Briefly put, suppose we are given a normal crossings variety $X$. The first step is to understand when one can put a log structure on $X$ of the correct sort, (I'll write the log scheme as $X^{\dagger}$) along with a log smooth morphism $X^{\dagger}\rightarrow {\rm Spec} k^{\dagger}$, where the latter is the "standard log point", i.e., a point with associated monoid $k^{\times}\oplus {\bf N}$, where ${\bf N}$ denote the natural numbers. Kawamata and Namikawa show that this can be done precisely when Friedman's d-semistability condition holds, i.e., when the local $T^1$ sheaf $N_D:={\mathcal Ext}^1(\Omega^1_X,{\mathcal O}_X)$ is the structure sheaf of the singular locus of $X$.

One then applies log deformation theory, which was sketched out by K. Kato in his original paper on logarithmic geometry, "Logarithmic structures of Fontaine-Illusie," and fleshed out by F. Kato in http://arxiv.org/abs/alg-geom/9406004

Kawamata and Namikawa in fact show the log deformation theory of a normal crossings Calabi-Yau is unobstructed, using similar techniques for proving the Bogomolov-Tian-Todorov theorem. So for d-semistable Calabi-Yau varieties, the statement you want is true.

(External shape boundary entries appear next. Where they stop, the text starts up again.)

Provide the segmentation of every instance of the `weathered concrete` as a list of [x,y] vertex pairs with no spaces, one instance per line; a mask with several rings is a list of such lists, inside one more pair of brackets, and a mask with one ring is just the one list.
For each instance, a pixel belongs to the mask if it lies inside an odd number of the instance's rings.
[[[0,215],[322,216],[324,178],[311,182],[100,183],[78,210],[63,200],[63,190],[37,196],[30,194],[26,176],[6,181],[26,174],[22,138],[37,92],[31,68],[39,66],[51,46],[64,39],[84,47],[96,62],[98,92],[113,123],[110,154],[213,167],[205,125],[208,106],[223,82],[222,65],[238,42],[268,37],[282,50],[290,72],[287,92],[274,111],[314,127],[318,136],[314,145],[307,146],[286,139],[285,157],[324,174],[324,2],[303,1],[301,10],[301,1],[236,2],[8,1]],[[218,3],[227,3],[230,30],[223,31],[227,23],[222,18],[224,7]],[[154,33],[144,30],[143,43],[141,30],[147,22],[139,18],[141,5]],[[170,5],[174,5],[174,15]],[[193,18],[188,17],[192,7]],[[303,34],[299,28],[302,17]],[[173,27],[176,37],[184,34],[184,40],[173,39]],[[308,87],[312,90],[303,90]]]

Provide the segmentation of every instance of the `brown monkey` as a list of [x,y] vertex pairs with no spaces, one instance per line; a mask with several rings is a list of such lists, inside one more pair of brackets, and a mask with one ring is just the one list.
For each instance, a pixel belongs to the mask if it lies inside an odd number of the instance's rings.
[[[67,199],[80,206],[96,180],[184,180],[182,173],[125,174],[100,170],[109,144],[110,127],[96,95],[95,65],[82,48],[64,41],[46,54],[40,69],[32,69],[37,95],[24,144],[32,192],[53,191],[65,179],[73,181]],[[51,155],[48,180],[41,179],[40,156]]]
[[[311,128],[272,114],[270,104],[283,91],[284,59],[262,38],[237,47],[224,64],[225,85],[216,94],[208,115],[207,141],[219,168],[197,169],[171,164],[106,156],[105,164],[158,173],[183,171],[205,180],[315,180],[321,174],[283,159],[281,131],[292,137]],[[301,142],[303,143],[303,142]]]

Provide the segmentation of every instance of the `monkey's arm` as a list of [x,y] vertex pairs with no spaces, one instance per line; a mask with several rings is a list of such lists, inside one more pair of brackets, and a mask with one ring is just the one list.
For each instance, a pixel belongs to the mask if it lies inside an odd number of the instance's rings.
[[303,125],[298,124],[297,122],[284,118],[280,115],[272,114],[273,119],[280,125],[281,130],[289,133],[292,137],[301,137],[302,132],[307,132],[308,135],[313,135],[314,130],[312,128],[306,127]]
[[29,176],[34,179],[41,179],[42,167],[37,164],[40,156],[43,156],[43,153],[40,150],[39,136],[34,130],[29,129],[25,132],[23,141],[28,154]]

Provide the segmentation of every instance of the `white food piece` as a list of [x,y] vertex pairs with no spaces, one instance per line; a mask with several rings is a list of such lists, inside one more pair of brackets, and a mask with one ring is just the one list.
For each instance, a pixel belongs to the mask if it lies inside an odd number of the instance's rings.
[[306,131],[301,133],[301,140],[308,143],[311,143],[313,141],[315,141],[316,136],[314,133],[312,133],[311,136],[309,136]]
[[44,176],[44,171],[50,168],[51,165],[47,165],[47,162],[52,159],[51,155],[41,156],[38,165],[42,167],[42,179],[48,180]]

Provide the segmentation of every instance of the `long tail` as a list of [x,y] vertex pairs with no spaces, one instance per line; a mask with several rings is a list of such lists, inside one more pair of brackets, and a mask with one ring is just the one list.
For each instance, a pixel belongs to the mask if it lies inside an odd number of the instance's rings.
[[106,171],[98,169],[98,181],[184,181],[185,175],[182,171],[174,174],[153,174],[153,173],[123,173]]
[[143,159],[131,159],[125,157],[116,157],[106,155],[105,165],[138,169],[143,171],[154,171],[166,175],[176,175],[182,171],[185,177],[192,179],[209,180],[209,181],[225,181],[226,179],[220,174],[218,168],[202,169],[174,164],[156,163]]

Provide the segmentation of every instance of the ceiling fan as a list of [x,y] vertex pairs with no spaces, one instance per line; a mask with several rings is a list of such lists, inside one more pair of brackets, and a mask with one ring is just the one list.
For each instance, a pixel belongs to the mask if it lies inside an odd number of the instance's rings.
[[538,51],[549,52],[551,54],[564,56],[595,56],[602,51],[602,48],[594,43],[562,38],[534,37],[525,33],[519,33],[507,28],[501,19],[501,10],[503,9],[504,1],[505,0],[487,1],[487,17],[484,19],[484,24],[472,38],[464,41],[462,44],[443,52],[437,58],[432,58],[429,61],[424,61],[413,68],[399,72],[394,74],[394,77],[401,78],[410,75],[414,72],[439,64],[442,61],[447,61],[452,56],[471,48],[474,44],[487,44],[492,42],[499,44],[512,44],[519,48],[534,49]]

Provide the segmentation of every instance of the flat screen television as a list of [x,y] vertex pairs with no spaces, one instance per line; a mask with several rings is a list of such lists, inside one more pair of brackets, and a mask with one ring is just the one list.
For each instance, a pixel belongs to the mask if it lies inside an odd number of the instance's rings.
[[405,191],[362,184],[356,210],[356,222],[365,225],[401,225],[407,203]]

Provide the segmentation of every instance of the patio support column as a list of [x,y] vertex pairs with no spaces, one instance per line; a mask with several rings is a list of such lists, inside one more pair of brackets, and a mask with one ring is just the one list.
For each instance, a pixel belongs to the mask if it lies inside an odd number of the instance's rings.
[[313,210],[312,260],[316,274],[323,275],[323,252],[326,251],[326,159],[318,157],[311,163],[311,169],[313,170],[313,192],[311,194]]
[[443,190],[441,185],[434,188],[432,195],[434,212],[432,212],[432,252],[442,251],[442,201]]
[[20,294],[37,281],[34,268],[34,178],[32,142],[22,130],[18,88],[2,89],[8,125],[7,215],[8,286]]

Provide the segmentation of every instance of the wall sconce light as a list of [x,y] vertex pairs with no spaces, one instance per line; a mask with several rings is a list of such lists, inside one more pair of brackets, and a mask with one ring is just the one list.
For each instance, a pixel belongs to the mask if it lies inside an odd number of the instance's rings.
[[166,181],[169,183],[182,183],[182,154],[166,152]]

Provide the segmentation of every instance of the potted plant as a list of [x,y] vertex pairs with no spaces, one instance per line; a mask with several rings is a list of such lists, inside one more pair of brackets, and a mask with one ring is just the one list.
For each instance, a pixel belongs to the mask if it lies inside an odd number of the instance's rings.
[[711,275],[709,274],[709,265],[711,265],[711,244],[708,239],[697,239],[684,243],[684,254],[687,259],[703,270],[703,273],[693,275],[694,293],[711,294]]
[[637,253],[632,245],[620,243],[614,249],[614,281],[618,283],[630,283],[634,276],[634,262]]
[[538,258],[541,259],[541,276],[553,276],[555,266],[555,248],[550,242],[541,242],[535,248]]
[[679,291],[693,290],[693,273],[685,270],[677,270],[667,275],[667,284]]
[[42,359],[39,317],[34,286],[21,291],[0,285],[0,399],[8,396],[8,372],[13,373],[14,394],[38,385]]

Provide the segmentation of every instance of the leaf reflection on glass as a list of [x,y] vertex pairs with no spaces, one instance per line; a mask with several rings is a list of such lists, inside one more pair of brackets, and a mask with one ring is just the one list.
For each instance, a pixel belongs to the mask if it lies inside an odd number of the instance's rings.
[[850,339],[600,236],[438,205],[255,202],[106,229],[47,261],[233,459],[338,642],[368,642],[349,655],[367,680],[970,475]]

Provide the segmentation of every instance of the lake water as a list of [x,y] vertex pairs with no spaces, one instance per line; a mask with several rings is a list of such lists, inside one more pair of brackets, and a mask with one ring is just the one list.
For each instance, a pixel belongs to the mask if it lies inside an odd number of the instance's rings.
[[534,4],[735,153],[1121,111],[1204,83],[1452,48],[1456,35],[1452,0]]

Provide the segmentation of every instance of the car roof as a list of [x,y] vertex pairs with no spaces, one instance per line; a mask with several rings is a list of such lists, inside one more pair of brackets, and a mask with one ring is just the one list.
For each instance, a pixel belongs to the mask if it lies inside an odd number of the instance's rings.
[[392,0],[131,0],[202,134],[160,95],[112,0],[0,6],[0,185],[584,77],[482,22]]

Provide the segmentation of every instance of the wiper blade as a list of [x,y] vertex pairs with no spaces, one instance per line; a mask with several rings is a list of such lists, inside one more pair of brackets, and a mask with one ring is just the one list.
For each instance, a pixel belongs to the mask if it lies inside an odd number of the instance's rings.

The advantage of using log deformation theory is that if one uses ordinary deformation theory as Friedman did, it is not likely that the deformation space will be unobstructed. Typically a normal crossings variety has many locally trivial deformations which give a large irreducible component of the deformation space, but most of these locally trivial deformations do not smooth because they don't carry log structures. Log deformation theory does not see these bad deformations.